Pre-trained multi-modal vision-language models (VLMs) are becoming increasingly popular due to their exceptional performance on downstream vision applications, particularly in the few- and zero-shot settings. However, selecting the best-performing VLM for some downstream applications is non-trivial, as it is dataset and task-dependent. Meanwhile, the exhaustive evaluation of all available VLMs on a novel application is not only time and computationally demanding but also necessitates the collection of a labeled dataset for evaluation. As the number of open-source VLM variants increases, there is a need for an efficient model selection strategy that does not require access to a curated evaluation dataset. This paper proposes a novel task and benchmark for efficiently evaluating VLMs' zero-shot performance on downstream applications without access to the downstream task dataset. Specifically, we introduce a new task LOVM: Language-Only Vision Model Selection, where methods are expected to perform both model selection and performance prediction based solely on a text description of the desired downstream application.
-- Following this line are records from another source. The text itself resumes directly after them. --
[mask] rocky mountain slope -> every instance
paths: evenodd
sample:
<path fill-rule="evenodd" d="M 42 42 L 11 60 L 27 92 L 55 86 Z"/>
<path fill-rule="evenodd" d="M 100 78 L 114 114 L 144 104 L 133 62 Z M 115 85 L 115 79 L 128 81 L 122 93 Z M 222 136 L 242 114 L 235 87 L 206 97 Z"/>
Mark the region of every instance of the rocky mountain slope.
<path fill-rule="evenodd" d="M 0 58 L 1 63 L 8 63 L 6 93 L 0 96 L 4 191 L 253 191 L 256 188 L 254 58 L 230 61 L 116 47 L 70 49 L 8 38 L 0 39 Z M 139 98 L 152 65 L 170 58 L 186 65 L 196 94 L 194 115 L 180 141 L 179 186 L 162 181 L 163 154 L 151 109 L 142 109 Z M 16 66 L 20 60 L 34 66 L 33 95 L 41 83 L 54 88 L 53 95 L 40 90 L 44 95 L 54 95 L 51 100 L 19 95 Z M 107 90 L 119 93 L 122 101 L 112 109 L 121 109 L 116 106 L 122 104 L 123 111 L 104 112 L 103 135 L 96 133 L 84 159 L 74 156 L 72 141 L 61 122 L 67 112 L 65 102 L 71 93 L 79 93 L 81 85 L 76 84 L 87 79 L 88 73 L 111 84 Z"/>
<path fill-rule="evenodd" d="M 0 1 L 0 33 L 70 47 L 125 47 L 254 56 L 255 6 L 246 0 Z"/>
We then introduced an extensive LOVM benchmark consisting of ground-truth evaluations of 35 pre-trained VLMs and 23 datasets, where methods are expected to rank the pre-trained VLMs and predict their zero-shot performance.
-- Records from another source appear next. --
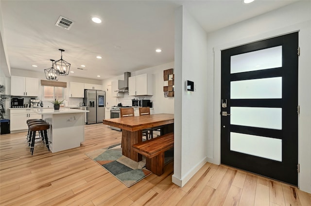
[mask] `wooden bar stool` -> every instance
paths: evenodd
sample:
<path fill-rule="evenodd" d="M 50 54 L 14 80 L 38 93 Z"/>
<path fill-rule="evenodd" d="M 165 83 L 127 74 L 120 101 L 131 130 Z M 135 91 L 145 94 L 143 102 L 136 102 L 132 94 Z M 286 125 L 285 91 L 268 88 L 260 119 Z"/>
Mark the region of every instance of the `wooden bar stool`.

LOVM Motivation and application. With the number of pre-trained VLMs growing exponentially, evaluation-free methods for model selection can improve the accessibility of downstream applications.
The Language-Only Vision-Language Model (LOVM) selection task represents a novel approach to model selection in the field of pre-trained vision-language models (VLMs). It aims to efficiently select the most suitable VLM and predict its performance based solely on a text description of a downstream vision task, eliminating the need for access to the downstream task dataset. This is particularly useful for users who lack the resources or technical proficiency to collect and label an evaluation dataset and subsequently evaluate all available VLMs. LOVM methods leverage the phenomenon of cross-modality transferability, using text as a proxy for corresponding images. The ultimate goal of LOVM is to simplify and democratize the model selection process, allowing users with minimal technical expertise to deploy effective AI solutions for their specific vision tasks.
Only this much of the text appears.